Environmental catastrophe is one of those realities. At some level, environmental issues are obviously destined to arise over and over within capitalist culture. Yet climate change and the threat of resource depletion are not suppressed; if anything, they are integrated into advertising and marketing. As the majority of survivors on earth, we must ultimately recognize the fact of our inevitable defeat, in animal and existential terms, to the “capitalist reality.” To avert environment disaster in a world overtaken by capitalist illusion is merely to awaken from the illusions of capital: the “need for endless market expansion” and the “growth fetish.”
With her paintings, Li relays a repeated message to a faculty of reason that has not awakened from the green illusion. They are green “issues” transcending art, echoes warning of our descent into a dystopia wrought by capitalism. Viewed in terms of painting grammar, it is a natural and refined harmony of colors and frame composition richly abounding in green coloration that makes the images of capitalist realism and nature in collapse appear fantastical: bubbling water balloons trickling landscapes, and muttered arguments with eyes and ears blocked by unrealistic images that appear viewed through a transparent membrane. Thanks to these pictorial techniques, the green illusions sometimes appear like depressive pleasure gardens or Edenic paradises.
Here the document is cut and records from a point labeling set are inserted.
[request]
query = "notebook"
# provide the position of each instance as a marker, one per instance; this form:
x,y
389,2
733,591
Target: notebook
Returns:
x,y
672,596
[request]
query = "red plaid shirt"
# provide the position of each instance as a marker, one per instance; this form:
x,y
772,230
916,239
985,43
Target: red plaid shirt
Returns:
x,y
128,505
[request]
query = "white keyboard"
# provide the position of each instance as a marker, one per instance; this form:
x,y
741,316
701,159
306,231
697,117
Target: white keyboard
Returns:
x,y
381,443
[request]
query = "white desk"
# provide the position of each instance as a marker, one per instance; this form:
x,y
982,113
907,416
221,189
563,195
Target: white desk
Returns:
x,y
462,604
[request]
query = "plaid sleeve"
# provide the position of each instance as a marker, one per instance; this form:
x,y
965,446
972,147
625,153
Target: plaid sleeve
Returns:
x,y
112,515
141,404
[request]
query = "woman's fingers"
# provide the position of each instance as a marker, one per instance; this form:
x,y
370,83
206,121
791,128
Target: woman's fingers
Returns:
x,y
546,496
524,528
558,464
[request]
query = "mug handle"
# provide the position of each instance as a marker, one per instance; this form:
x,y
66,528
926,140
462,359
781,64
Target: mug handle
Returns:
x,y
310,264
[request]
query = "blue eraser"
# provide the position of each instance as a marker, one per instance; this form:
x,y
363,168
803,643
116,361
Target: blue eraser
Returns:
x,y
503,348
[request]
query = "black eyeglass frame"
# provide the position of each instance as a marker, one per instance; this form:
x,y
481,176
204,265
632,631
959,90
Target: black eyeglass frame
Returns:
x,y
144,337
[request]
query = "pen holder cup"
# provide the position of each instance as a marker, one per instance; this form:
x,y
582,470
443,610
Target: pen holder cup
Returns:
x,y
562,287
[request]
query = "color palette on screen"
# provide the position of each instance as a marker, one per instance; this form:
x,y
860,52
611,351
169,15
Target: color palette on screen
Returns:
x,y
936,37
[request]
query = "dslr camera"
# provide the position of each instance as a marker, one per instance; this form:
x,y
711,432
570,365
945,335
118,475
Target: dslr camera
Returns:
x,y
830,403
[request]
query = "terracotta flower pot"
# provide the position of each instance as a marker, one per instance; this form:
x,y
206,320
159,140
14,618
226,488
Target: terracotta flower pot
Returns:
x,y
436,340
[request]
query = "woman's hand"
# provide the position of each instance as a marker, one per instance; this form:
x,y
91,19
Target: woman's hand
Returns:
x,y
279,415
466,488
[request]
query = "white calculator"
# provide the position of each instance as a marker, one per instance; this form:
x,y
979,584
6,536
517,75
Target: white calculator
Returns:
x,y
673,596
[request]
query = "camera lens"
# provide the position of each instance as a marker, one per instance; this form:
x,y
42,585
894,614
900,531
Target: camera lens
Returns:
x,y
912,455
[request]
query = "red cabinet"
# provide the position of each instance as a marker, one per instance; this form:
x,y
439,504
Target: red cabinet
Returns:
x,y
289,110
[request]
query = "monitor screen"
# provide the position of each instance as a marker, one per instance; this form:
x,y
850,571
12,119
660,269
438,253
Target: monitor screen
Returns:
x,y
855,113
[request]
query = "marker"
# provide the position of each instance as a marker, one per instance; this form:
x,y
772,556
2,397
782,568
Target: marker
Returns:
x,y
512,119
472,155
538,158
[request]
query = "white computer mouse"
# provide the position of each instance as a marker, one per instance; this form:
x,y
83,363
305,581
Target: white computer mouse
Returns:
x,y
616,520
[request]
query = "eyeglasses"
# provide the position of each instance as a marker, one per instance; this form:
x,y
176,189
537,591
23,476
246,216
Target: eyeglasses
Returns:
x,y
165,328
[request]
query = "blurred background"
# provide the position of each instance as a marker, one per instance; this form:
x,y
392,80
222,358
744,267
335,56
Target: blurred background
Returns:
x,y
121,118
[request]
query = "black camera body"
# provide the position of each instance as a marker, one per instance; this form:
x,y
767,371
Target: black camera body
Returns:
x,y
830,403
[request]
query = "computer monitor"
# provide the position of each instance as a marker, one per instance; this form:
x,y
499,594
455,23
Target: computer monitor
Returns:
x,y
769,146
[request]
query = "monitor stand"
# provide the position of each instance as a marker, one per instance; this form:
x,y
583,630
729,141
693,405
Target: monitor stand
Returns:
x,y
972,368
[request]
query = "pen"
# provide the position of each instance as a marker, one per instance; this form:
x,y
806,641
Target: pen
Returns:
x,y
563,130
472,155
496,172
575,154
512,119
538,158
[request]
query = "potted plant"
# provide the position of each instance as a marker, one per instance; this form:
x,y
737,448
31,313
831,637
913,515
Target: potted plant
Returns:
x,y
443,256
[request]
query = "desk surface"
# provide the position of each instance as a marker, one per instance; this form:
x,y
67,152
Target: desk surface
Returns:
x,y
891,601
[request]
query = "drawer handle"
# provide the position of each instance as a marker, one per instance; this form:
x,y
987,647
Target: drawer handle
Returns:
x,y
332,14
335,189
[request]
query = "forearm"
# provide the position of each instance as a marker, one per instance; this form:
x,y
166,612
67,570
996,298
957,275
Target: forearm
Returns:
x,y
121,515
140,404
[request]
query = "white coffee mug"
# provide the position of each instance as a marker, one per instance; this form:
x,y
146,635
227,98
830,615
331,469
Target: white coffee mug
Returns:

Li’s paintings are carefully calculated, as though aggregating experience with the pure material signifiers that Fredric Jameson described as a “suggestive aesthetic model.” It is through this lens that I re-view her work.
What form of world can Li render with her pictorial reflection? Is any form of painting practice capable of fending off capitalist realism’s ideology of prosperity? If we understand that the moment is now at hand when we must stop with the endless play of meaning formed through images alone and realize changes in ourselves, then the paintings of Li Setbyul transform into a spectacular tug-of-war at the formidable boundary between reason and aesthetics.